In many ways Maire is the quiet force behind the Berlin boom. He is known throughout the startup scene as a man with the golden touch when it comes to picking winners. We talked with him about why companies focused on medical innovation are on the rise (hint: it’s a huge whitespace in Europe) and what makes the Berlin innovation so hot right now.
“Medical tourism doesn’t play as big a role in the U.S. as it does here and in the rest of the world,” Maire says. “Medical,” he explains “is an example like that [of a whitespace in Europe versus the U.S.].
One notable example he gives is MEDIGO, a platform for medical tourists–people that seek treatment at medical clinics abroad. Medical tourism is a $150 billion phenomenon, with sites like MEDIGO acting as a sort of Trip Advisor for medicine. “It’s a good example of the kind of business that emerge from Berlin.”
Maire also talked about other hot companies coming out of the city, and why European business models are something to keep an eye on (hint: the good ones migrate to the U.S.).
“The quality of the ventures coming out of Berlin is going to be surprising to some. There are already a few companies that are already in the unicorn league. You have the obvious like ResearchGate or SoundCloud. But you also have the next wave like GetYourGuide for local activities or GoEuro, which is a Kayak for trains and buses. And then you have companies like EyeEm which are doing very well; it’s a photo app but they have cracked the code on monetizing crowdsourced photo stock. I’m quite enthusiastic about the new batch of companies,” says Maire.
“It’s interesting to see Europe as an emerging market,” Maire says, “but I think in tech at least there are undiscovered and under-discovered ecosystems here. I think you will see the potential for a number of significant businesses to be created here.”
When it comes to business models? Germany and Europe’s have it going on.
“A friend of mine invested in a company called Farfetch, which is in the fashion business. Klarna–I think Sequoia invested in them. It’s an example of an original, they give people instant credit for buying online.

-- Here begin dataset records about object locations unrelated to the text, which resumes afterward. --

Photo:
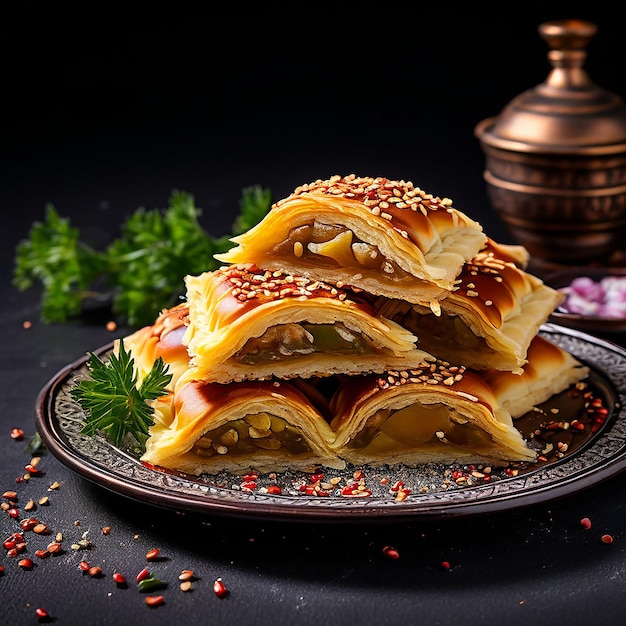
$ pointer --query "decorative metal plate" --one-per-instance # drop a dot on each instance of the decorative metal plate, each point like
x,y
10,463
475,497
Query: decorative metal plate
x,y
432,493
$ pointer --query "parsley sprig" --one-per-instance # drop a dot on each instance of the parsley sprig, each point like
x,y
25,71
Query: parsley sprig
x,y
115,404
140,272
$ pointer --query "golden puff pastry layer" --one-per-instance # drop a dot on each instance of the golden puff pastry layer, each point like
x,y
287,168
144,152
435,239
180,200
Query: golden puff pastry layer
x,y
549,370
246,323
384,236
489,319
434,414
252,425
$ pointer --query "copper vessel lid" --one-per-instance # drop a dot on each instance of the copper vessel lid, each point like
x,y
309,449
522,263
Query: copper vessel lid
x,y
567,113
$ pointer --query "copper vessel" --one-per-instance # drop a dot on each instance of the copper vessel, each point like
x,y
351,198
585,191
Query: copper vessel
x,y
556,160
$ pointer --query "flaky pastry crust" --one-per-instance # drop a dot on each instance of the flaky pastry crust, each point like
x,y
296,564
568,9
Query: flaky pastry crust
x,y
246,323
384,236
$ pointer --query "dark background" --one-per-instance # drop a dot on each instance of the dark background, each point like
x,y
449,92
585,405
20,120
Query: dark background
x,y
103,112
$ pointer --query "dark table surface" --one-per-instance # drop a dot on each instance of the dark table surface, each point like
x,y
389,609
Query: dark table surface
x,y
116,133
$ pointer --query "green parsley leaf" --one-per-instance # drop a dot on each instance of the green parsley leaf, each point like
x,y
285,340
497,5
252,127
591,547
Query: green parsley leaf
x,y
66,267
141,272
116,405
155,251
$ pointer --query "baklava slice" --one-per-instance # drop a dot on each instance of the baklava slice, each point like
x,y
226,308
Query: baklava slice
x,y
247,323
550,369
387,237
489,319
264,426
437,413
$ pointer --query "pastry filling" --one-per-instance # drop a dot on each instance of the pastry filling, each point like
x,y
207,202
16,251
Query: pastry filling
x,y
418,425
254,432
336,246
287,340
435,331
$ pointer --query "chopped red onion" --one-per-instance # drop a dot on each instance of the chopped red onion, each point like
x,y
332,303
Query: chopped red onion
x,y
604,298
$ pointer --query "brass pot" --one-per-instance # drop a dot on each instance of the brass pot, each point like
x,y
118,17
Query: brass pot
x,y
556,160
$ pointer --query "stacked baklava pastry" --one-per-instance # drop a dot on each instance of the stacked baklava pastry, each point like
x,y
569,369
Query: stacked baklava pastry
x,y
362,321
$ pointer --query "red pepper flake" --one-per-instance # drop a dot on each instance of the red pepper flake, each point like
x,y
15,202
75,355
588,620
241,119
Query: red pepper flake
x,y
219,588
391,553
29,523
153,555
17,434
143,574
41,613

That’s a model that emerged here. They are really good examples of models that are somehow a product of the way things are being done in Europe. And that being taken and adapted to the U.S,” Maire says.
As to what makes German Berlin startups interesting, both Maire and Bolz agree that it has a lot to do with global teams. And that Berlin is attracting top talent.

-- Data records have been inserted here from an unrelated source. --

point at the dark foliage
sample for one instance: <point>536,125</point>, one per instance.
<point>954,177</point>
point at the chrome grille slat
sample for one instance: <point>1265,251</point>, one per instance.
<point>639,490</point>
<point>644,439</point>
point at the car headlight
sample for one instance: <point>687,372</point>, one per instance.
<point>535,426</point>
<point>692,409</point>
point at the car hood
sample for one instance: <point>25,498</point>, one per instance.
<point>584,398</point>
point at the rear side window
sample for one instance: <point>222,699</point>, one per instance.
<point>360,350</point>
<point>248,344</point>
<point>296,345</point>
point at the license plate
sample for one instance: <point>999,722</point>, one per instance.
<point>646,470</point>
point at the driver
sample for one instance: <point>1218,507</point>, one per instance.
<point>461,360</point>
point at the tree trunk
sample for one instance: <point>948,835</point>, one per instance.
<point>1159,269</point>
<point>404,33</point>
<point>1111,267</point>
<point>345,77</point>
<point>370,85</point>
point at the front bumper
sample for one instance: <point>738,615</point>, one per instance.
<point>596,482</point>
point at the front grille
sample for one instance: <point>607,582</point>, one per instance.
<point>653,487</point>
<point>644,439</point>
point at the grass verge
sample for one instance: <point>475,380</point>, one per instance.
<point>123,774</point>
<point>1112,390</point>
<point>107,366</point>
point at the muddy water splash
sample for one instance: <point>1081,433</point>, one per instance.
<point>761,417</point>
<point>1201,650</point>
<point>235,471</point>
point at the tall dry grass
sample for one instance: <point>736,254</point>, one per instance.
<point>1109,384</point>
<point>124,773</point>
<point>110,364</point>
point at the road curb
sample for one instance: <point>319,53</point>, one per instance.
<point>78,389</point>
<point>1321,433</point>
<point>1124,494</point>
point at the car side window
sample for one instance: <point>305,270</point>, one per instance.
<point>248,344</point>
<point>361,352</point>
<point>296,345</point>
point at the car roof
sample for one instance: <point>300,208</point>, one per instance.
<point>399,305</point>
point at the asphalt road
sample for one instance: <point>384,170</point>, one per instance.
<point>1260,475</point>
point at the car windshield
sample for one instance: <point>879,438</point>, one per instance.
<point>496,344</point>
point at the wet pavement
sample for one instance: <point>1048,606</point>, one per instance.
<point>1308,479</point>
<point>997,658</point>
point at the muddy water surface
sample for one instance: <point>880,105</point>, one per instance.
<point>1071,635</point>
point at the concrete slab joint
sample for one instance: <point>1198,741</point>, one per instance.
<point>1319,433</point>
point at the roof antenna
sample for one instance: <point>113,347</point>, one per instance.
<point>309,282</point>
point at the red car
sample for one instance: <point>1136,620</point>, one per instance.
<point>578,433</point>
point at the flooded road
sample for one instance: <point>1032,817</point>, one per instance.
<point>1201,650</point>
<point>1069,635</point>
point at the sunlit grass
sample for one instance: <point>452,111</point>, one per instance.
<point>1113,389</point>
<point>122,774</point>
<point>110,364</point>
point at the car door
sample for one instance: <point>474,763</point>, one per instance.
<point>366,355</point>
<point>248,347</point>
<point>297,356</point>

“You find today Berlin has become a magnet for talent across Europe,” says Maire.
Bolz goes even further than that. He explains how the low cost of living and creative boom in Berlin is helping to draw and keep top talent, giving startups lots to draw from.
“If you start a startup in Berlin, you are international or global just because of the people who are here. We have a very international team. We have people from Eastern Europe, from San Francisco, from Spain, from Asia. You’re bound to find a developer from Spain because all the talent from Europe is either going to Berlin or London. But mostly here because Berlin is still affordable, and London is not. Now we even have one or maybe two people who have come from San Francisco. They are coming here accepting pretty much a third or a quarter of their salary because living cost here is so low.”
Bolz also explains that the confluence of low cost and creative culture might well be one the core reasons for the success of German innovation.
“Here you can get by with small money and try things out,” say Bolz. “You can be a little bit more radical about your ideas maybe without having so much experience being a serial entrepreneur. Like in the Silicon Valley if you did things before–maybe two failed, then one was successful, they would start giving you more money. Here you actually can start building something with your money, maybe easier than somewhere else.
“That’s always the reason artists move to cities,” Bolz adds. “New York 30 years ago was the same: it was broken down, it was poor, there was a lot of heroin and everything. But it was cheap. And a lot of cool things were happening. So the creative people started to live there. This is something that makes a city more innovative.”